AMSGRAD [2] (a variant of Adam) uses a ‘long-term memory’ of past gradients and, thereby, improves convergence properties.

References

[1]: Kingma, Diederik & Ba, Jimmy (2014), Adam: A Method for Stochastic Optimization.

arXiv:1412.6980

[2]: Sashank J. Reddi and Satyen Kale and Sanjiv Kumar (2018),

On the Convergence of Adam and Beyond. arXiv:1904.09237

Parameters:
  • maxiter (int) – Maximum number of iterations

  • tol (float) – Tolerance for termination

  • lr (float) – Value >= 0, Learning rate.

  • beta_1 (float) – Value in range 0 to 1, Generally close to 1.

  • beta_2 (float) – Value in range 0 to 1, Generally close to 1.

  • noise_factor (float) – Value >= 0, Noise factor

  • eps (float) – Value >=0, Epsilon to be used for finite differences if no analytic gradient method is given.

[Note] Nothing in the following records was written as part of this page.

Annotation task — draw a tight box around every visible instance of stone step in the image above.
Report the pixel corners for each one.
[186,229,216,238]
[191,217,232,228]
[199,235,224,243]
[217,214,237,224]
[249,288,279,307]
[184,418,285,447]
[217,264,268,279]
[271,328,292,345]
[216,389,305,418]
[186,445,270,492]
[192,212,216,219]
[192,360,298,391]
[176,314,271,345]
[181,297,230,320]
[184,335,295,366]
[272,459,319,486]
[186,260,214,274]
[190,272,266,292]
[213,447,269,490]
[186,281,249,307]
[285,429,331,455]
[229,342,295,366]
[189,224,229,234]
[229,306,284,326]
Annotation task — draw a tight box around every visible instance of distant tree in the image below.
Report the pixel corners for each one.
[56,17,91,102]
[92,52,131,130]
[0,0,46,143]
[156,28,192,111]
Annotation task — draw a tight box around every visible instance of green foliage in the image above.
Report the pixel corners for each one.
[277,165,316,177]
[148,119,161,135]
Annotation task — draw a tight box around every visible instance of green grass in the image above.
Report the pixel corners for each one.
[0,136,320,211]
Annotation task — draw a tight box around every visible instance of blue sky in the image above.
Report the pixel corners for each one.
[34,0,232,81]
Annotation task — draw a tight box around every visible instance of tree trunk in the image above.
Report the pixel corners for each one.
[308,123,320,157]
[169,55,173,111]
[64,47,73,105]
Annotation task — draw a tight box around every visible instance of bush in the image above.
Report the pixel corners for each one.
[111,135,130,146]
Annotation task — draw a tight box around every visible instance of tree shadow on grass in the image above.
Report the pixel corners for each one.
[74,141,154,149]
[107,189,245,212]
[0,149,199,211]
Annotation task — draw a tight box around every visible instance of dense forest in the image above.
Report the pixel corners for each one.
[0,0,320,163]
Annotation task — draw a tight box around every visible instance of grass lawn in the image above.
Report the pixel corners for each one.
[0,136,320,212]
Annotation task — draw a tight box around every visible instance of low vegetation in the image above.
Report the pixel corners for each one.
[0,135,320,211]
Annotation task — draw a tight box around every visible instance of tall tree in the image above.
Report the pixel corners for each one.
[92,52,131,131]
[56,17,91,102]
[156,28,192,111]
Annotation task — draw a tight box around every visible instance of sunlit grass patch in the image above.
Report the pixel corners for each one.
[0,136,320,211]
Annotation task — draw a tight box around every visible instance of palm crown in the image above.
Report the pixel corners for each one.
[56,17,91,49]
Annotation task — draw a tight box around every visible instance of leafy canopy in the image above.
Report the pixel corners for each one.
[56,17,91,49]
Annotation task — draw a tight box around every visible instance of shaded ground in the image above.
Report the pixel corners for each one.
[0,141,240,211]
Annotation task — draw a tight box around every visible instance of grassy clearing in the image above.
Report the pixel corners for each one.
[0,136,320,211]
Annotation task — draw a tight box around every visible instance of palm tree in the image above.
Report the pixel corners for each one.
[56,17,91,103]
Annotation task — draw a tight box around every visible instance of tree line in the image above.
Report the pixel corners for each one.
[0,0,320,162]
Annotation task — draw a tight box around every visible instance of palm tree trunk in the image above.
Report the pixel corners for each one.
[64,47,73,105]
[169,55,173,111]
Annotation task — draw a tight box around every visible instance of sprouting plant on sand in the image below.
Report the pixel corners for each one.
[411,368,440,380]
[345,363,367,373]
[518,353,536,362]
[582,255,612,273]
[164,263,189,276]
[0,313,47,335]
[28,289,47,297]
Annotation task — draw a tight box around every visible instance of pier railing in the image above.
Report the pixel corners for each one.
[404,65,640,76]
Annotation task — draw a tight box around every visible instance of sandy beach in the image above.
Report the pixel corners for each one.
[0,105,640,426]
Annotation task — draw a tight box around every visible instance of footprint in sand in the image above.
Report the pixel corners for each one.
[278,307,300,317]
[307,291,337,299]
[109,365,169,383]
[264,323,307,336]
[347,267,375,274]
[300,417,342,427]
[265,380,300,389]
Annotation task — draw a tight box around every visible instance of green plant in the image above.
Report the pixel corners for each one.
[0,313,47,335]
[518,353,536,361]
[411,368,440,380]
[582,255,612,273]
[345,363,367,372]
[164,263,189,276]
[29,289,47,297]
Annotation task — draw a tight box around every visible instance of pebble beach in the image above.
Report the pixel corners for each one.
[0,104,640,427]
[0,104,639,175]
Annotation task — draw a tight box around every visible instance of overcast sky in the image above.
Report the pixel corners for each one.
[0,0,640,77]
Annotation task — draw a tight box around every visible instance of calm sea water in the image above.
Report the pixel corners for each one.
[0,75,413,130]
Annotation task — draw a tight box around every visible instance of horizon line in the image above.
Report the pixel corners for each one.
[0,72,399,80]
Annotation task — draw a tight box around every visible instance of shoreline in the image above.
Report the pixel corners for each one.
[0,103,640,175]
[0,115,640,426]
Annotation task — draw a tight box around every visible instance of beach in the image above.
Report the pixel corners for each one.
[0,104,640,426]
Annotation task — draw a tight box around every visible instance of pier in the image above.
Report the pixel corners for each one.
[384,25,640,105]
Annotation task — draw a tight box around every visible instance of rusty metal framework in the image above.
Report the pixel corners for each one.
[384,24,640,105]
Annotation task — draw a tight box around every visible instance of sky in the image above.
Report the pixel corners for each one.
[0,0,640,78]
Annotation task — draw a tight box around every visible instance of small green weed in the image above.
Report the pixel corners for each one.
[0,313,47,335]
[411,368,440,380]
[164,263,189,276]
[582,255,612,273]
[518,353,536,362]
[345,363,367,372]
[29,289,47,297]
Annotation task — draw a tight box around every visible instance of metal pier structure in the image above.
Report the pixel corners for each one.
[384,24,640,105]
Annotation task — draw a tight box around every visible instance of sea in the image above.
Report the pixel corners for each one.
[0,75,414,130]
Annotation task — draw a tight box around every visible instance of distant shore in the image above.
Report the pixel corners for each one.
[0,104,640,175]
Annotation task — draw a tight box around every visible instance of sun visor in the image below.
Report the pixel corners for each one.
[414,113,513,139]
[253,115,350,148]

  • amsgrad (bool) – True to use AMSGRAD, False if not

  • snapshot_dir (str | None) – If not None save the optimizer’s parameter after every step to the given directory

  • callback (CALLBACK | None) – A callback function passed information in each iteration step. The information is, in this order: current time step, the parameters, the function value.

Attributes

bounds_support_level

Returns bounds support level

gradient_support_level

Returns gradient support level

initial_point_support_level

Returns initial point support level

is_bounds_ignored

Returns is bounds ignored

is_bounds_required

Returns is bounds required

is_bounds_supported

Returns is bounds supported

is_gradient_ignored

Returns is gradient ignored

is_gradient_required

Returns is gradient required

is_gradient_supported

Returns is gradient supported

is_initial_point_ignored

Returns is initial point ignored

is_initial_point_required

Returns is initial point required

is_initial_point_supported

Returns is initial point supported

setting

Return setting

settings

Methods

get_support_level()[source]

Return support level dictionary

static gradient_num_diff(x_center, f, epsilon, max_evals_grouped=None)

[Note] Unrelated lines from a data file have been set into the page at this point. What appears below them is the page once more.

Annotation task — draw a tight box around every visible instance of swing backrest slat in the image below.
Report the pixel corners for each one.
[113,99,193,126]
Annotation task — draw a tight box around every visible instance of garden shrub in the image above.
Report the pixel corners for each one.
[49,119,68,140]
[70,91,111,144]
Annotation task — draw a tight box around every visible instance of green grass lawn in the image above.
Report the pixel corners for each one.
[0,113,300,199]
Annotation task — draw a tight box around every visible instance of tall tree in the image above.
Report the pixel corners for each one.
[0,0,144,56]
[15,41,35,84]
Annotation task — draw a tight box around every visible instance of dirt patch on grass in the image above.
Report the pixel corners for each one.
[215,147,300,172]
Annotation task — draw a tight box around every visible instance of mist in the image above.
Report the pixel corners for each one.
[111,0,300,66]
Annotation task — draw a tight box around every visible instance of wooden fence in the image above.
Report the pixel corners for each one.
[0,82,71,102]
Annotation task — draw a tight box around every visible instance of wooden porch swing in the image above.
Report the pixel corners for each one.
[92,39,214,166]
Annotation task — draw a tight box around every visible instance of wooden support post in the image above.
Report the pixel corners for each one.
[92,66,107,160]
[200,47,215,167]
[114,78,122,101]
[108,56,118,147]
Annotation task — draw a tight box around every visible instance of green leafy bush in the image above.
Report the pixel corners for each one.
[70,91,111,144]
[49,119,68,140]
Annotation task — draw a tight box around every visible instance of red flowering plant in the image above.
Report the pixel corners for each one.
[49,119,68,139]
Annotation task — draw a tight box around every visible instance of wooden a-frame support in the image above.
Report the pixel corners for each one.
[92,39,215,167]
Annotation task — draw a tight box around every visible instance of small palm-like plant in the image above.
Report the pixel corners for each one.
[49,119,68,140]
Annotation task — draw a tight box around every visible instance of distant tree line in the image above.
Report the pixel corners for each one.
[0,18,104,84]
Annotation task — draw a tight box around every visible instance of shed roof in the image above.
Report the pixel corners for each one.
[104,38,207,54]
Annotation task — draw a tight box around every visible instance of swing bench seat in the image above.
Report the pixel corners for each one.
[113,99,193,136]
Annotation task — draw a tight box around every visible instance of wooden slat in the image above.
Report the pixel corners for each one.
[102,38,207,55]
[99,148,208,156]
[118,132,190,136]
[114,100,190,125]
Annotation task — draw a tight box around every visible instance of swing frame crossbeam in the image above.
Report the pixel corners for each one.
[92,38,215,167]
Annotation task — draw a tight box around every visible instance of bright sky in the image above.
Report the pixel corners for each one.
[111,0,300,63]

We compute the gradient with the numeric differentiation in the parallel way, around the point x_center.

Parameters:
  • x_center (ndarray) – point around which we compute the gradient

  • f (func) – the function of which the gradient is to be computed.

  • epsilon (float) – the epsilon used in the numeric differentiation.

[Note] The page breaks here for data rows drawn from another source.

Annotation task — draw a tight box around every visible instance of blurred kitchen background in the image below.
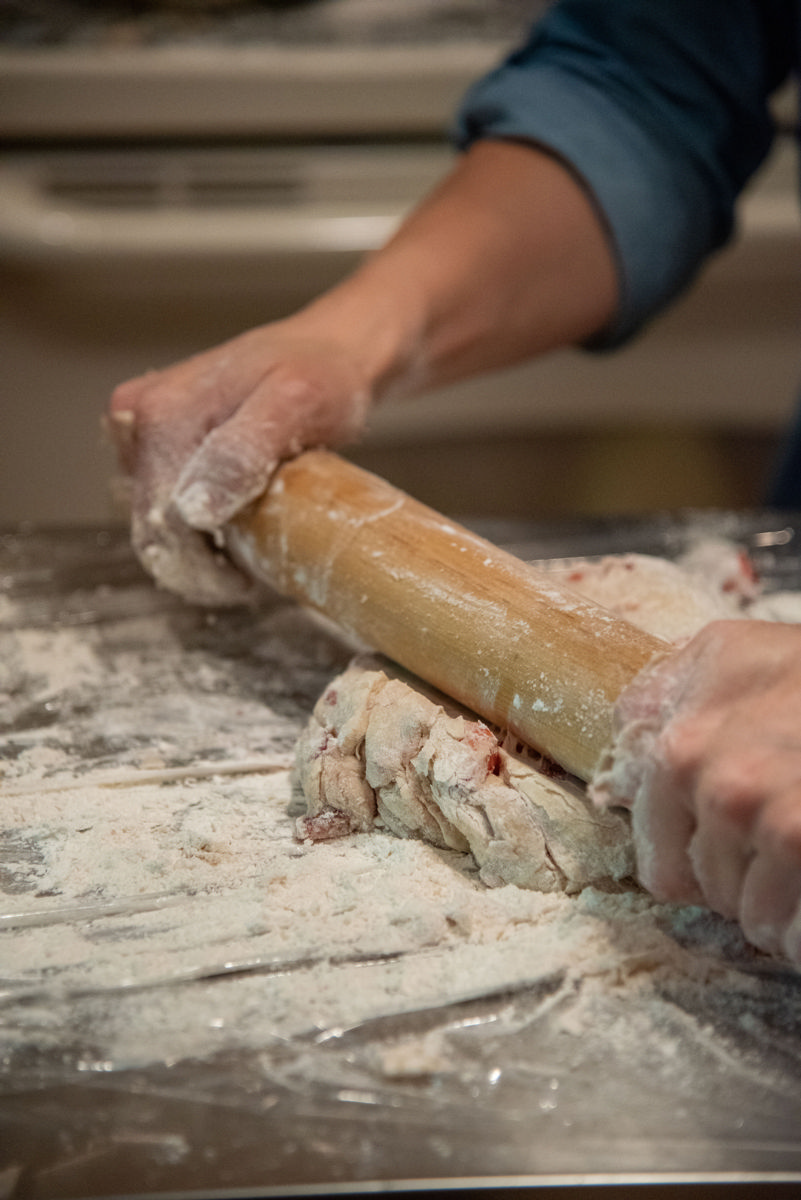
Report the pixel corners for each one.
[0,0,801,524]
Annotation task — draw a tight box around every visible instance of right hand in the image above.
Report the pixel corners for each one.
[108,318,371,605]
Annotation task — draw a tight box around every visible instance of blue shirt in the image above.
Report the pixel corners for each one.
[456,0,801,346]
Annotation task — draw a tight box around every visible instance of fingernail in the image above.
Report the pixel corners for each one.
[173,480,219,529]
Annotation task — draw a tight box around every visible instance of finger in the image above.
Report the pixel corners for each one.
[132,512,255,606]
[740,784,801,953]
[632,762,703,904]
[173,408,280,530]
[688,821,753,919]
[740,854,801,958]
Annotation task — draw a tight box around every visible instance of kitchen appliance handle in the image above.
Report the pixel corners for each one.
[0,170,404,266]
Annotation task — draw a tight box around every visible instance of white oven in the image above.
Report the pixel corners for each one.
[0,0,801,523]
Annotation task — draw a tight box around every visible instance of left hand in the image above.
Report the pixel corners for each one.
[591,620,801,966]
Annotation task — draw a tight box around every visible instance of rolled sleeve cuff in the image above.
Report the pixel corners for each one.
[454,62,731,348]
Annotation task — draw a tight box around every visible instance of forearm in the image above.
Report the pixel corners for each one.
[293,142,618,397]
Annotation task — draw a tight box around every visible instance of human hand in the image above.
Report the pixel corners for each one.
[591,620,801,966]
[108,318,371,604]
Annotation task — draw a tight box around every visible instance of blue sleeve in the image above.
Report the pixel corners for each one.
[456,0,797,346]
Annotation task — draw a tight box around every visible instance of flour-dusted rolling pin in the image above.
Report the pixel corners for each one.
[228,450,666,780]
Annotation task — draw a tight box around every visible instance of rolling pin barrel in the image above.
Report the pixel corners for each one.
[228,451,666,780]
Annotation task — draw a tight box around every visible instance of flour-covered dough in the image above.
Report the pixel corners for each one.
[294,541,786,893]
[295,659,633,892]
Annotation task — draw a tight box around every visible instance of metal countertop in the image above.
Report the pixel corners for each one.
[0,512,801,1200]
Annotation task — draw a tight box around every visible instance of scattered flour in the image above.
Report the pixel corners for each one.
[0,530,797,1111]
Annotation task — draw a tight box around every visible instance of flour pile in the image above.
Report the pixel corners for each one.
[0,532,801,1104]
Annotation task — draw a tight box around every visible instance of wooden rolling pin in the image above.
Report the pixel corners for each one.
[228,450,666,780]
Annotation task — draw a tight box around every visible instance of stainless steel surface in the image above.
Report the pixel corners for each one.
[0,514,801,1200]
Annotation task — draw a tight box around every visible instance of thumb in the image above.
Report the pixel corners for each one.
[173,418,277,533]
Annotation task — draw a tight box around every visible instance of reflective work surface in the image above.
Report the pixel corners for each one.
[0,514,801,1200]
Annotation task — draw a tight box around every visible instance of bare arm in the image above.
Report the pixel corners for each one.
[109,142,616,604]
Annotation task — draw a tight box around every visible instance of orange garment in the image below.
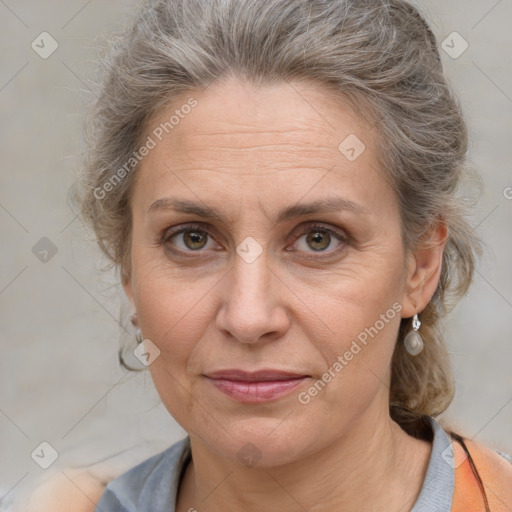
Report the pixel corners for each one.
[451,438,512,512]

  • max_evals_grouped (int) – max evals grouped, defaults to 1 (i.e. no batching).

Returns:

the gradient computed

Return type:

grad

load_params(load_dir)[source]

Load iteration parameters for a file called adam_params.csv.

Parameters:

load_dir (str) – The directory containing adam_params.csv.

minimize(fun, x0, jac=None, bounds=None)[source]

Minimize the scalar function.

Parameters:
Returns:

The result of the optimization, containing e.g. the result as attribute x.

Return type:

OptimizerResult

print_options()

Print algorithm-specific options.

save_params(snapshot_dir)[source]

Save the current iteration parameters to a file called adam_params.csv.

Note

The current parameters are appended to the file, if it exists already. The file is not overwritten.

Parameters:

snapshot_dir (str) – The directory to store the file in.

set_max_evals_grouped(limit)

Set max evals grouped

set_options(**kwargs)

Sets or updates values in the options dictionary.

The options dictionary may be used internally by a given optimizer to pass additional optional values for the underlying optimizer/optimization function used. The options dictionary may be initially populated with a set of key/values when the given optimizer is constructed.

Parameters:

kwargs (dict) – options, given as name=value.

static wrap_function(function, args)

Wrap the function to implicitly inject the args at the call of the function.

Parameters:
  • function (func) – the target function

  • args (tuple) – the args to be injected

Returns:

wrapper

Return type:

function_wrapper